Organiza o Natal
Alguém observou que cada vez mais o
ano se compõe de 10 meses; imperfeitamente embora, o resto é Natal. É possível
que, com o tempo, essa divisão se inverta: 10 meses de Natal e 2 meses de ano
vulgarmente dito. E não parece absurdo imaginar que, pelo desenvolvimento da
linha, e pela melhoria do homem, o ano inteiro se converta em Natal,
abolindo-se a era civil, com suas obrigações enfadonhas ou malignas. Será bom.
Então nos amaremos e nos desejaremos
felicidades ininterruptamente, de manhã à noite, de uma rua a outra, de
continente a continente, de cortina de ferro à cortina de nylon — sem cortinas.
Governo e oposição, neutros, super e subdesenvolvidos, marcianos, bichos,
plantas entrarão em regime de fraternidade. Os objetos se impregnarão de
espírito natalino, e veremos o desenho animado, reino da crueldade, transposto
para o reino do amor: a máquina de lavar roupa abraçada ao flamboyant, núpcias
da flauta e do ovo, a betoneira com o sagüi ou com o vestido de baile. E o
supra-realismo, justificado espiritualmente, será uma chave para o mundo.

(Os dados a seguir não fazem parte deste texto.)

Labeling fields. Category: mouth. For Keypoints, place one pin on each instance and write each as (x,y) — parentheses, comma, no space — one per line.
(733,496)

Completado o ciclo histórico, os bens
serão repartidos por si mesmos entre nossos irmãos, isto é, com todos os
viventes e elementos da terra, água, ar e alma. Não haverá mais cartas de
cobrança, de descompostura nem de suicídio. O correio só transportará
correspondência gentil, de preferência postais de Chagall, em que noivos e
burrinhos circulam na atmosfera, pastando flores; toda pintura, inclusive o
borrão, estará a serviço do entendimento afetuoso. A crítica de arte se
dissolverá jovialmente, a menos que prefira tomar a forma de um sininho
cristalino, a badalar sem erudição nem pretensão, celebrando o Advento.
A poesia escrita se identificará com o
perfume das moitas antes do amanhecer, despojando-se do uso do som. Para que
livros? perguntará um anjo e, sorrindo, mostrará a terra impressa com as tintas
do sol e das galáxias, aberta à maneira de um livro.
A música permanecerá a mesma, tal qual
Palestrina e Mozart a deixaram; equívocos e divertimentos musicais serão arquivados,
sem humilhação para ninguém.
Com economia para os povos
desaparecerão suavemente classes armadas e semi-armadas, repartições
arrecadadoras, polícia e fiscais de toda espécie. Uma palavra será descoberta
no dicionário: paz.
O trabalho deixará de ser imposição
para constituir o sentido natural da vida, sob a jurisdição desses incansáveis
trabalhadores, que são os lírios do campo. Salário de cada um: a alegria que
tiver merecido. Nem juntas de conciliação nem tribunais de justiça, pois tudo
estará conciliado na ordem do amor.
Todo mundo se rirá do dinheiro e das
arcas que o guardavam, e que passarão a depósito de doces, para visitas. Haverá
dois jardins para cada habitante, um exterior, outro interior, comunicando-se
por um atalho invisível.
A morte não será procurada nem
esquivada, e o homem compreenderá a existência da noite, como já compreendera a
da manhã.
O mundo será administrado
exclusivamente pelas crianças, e elas farão o que bem entenderem das restantes
instituições caducas, a Universidade inclusive.
E será Natal para sempre.
Carlos
Drummond de Andrade
"Cadeira de Balanço", Livraria José
Olympio Editora - Rio de Janeiro, 1972, pág. 52.